Trump should make the International Criminal Court pay for its anti-American idiocy

The International Criminal Court partially vindicated President Trump’s sovereignty-first ideology on Thursday, authorizing a biased investigation of the U.S. military and the CIA’s conduct in Afghanistan.

The first point to note here is that the ICC is a joke, except to terrorists who love it. It takes years to bring anyone to trial, keeps prisoners — some of the worst people on Earth — in hotel-like conditions, then gives them lower-end sentences.

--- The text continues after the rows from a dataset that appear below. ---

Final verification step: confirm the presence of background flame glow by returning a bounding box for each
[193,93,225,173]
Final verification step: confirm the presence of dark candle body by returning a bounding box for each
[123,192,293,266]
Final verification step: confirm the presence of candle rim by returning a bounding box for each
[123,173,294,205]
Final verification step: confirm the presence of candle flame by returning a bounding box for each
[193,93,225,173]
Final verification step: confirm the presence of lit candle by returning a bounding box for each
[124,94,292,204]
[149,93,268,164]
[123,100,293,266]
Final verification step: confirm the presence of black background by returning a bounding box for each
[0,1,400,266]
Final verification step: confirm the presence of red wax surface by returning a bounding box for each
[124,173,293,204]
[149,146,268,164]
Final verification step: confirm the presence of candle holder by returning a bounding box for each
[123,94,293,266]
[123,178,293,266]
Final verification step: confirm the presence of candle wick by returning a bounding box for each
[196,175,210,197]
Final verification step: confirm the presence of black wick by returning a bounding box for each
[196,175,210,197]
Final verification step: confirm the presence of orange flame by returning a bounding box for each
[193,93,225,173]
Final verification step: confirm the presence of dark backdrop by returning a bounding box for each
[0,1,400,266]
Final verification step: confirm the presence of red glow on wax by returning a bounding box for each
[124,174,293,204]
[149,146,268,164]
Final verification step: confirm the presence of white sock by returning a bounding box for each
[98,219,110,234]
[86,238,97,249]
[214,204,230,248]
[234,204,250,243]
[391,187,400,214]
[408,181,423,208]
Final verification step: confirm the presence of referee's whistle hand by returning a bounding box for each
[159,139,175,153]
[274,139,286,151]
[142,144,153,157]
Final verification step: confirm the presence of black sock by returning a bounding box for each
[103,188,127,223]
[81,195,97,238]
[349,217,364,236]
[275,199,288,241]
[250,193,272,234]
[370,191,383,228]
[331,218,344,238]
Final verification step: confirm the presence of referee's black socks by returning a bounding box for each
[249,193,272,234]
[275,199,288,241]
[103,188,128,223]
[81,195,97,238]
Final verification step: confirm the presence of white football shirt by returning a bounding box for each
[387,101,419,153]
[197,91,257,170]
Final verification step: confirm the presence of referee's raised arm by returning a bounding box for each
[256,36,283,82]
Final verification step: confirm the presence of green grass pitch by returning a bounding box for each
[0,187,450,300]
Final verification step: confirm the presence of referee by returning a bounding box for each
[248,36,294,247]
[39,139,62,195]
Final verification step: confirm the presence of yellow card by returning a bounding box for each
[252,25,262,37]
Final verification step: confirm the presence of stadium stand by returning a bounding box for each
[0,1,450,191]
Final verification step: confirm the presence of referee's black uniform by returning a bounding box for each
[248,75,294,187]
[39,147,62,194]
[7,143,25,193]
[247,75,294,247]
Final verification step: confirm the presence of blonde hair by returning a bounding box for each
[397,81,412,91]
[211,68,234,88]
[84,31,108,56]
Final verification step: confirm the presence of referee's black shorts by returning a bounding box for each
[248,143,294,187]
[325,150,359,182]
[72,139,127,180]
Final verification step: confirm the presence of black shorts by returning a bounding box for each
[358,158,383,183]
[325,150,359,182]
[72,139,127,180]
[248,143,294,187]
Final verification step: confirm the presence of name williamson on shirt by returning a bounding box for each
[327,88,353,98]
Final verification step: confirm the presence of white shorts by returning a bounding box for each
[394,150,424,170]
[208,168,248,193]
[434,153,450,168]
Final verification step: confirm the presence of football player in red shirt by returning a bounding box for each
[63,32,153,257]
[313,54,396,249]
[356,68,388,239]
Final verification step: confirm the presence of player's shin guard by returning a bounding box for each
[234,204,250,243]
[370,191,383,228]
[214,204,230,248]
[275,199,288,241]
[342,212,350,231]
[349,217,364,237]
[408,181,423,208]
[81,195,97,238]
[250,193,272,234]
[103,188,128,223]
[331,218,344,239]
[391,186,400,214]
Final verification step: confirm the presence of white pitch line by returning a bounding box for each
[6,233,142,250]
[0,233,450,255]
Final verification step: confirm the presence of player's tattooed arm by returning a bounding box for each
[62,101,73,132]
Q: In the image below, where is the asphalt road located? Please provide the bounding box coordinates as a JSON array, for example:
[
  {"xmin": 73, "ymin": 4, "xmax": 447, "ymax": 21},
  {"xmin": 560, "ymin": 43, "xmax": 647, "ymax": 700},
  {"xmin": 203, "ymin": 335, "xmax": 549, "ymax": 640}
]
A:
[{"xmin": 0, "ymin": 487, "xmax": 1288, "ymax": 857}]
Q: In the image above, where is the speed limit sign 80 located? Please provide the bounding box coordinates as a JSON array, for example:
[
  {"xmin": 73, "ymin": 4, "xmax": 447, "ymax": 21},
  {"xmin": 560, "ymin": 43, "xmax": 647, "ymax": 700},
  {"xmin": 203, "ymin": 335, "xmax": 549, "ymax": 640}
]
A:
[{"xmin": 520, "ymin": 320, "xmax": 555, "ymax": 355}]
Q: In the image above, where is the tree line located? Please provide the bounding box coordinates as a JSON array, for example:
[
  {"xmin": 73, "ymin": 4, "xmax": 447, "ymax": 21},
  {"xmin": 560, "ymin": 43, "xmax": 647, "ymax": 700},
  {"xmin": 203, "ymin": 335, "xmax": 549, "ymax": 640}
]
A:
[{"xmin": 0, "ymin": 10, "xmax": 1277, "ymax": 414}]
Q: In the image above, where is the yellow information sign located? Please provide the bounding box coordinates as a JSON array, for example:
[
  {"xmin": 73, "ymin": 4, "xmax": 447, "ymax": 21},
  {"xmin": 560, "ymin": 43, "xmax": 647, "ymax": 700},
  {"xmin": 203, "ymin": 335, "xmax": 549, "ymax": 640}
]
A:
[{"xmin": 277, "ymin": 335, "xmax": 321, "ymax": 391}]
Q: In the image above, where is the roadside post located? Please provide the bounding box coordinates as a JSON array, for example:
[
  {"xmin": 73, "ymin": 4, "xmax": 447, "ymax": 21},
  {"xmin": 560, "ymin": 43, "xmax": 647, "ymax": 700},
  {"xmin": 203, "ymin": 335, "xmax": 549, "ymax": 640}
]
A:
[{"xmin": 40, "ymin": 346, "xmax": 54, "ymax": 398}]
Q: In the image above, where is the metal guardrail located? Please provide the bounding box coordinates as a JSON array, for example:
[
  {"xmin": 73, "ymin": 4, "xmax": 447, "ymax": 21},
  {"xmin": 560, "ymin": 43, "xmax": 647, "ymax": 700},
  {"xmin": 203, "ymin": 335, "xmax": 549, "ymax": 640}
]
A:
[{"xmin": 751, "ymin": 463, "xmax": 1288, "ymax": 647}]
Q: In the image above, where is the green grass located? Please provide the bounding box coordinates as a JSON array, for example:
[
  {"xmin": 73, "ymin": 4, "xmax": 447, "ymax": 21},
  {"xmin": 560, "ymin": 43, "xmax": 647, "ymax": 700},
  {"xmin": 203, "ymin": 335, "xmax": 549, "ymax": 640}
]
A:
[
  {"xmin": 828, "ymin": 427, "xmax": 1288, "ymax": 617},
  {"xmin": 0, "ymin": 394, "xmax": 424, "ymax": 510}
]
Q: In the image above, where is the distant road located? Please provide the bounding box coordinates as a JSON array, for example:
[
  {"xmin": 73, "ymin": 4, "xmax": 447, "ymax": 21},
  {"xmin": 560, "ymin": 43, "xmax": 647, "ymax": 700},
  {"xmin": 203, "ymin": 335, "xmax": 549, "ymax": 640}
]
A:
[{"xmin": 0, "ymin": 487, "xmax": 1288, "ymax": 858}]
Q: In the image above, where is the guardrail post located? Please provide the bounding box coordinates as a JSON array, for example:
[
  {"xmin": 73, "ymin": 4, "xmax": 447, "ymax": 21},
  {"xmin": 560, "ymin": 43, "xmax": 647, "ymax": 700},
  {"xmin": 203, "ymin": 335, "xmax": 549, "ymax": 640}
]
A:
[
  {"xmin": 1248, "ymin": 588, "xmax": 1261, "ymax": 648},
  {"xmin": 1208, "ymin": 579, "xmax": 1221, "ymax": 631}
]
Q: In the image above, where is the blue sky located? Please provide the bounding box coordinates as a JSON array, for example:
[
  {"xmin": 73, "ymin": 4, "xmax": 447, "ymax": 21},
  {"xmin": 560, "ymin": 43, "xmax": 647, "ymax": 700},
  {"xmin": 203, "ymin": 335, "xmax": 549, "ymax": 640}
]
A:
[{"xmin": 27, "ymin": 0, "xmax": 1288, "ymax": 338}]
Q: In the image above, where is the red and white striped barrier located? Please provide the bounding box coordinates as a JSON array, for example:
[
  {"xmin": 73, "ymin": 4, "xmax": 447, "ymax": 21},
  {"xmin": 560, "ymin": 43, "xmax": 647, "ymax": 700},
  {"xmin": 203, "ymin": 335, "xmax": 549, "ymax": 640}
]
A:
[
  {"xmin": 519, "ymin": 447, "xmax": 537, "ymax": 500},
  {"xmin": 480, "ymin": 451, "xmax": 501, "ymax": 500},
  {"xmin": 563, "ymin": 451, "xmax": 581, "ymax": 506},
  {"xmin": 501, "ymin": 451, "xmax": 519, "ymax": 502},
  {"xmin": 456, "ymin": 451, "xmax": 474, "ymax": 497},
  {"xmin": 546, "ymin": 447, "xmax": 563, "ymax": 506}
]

Still, the court’s desire to launch this investigation has been growing for more than two years now, sparked by a left-wing prosecutor who has apparently decided the United States is the source of many of the world’s ills. But now that the investigation is fully authorized, the U.S. government should not sit idle in response to it. The Trump administration should explicitly ban even U.S. government facilitation services to ICC personnel, refuse U.S. visas to its high-ranking officers, and warn that any detention of relevant U.S. persons on ICC warrants will result in outmatched U.S. diplomatic retaliation.

To be clear, this ICC decision perfectly vindicates the Trump administration’s skepticism of international institutions.

This is not to say that all such institutions are bad, of course. NATO is a particularly good example of how positive national interests can be funneled into a common alliance of mutual benefit.

But the ICC isn’t that.

Recognizing as much 20 years ago, President George W. Bush shared Trump’s position. His administration rightly refused to sign up to the Rome Statute providing the ICC with its power. At the time, Bush was ridiculed by his critics for warning of a fictional threat that U.S. military personnel might one day be subjected to an anti-American kangaroo court outside U.S. authority. That would never happen, the critics said.

Well, Bush has now been proven right, and Trump’s skepticism proved righteous.

As Secretary of State Mike Pompeo put it, “This is yet another reminder of what happens when multilateral bodies lack oversight and responsible leadership and become instead a vehicle for political vendettas … The ICC has today stumbled into a sorry affirmation of every denunciation made by its harshest critics over the past three decades.”

Indeed. Let the ICC launch its investigation. And let the U.S. government make it pay for its anti-American idiocy.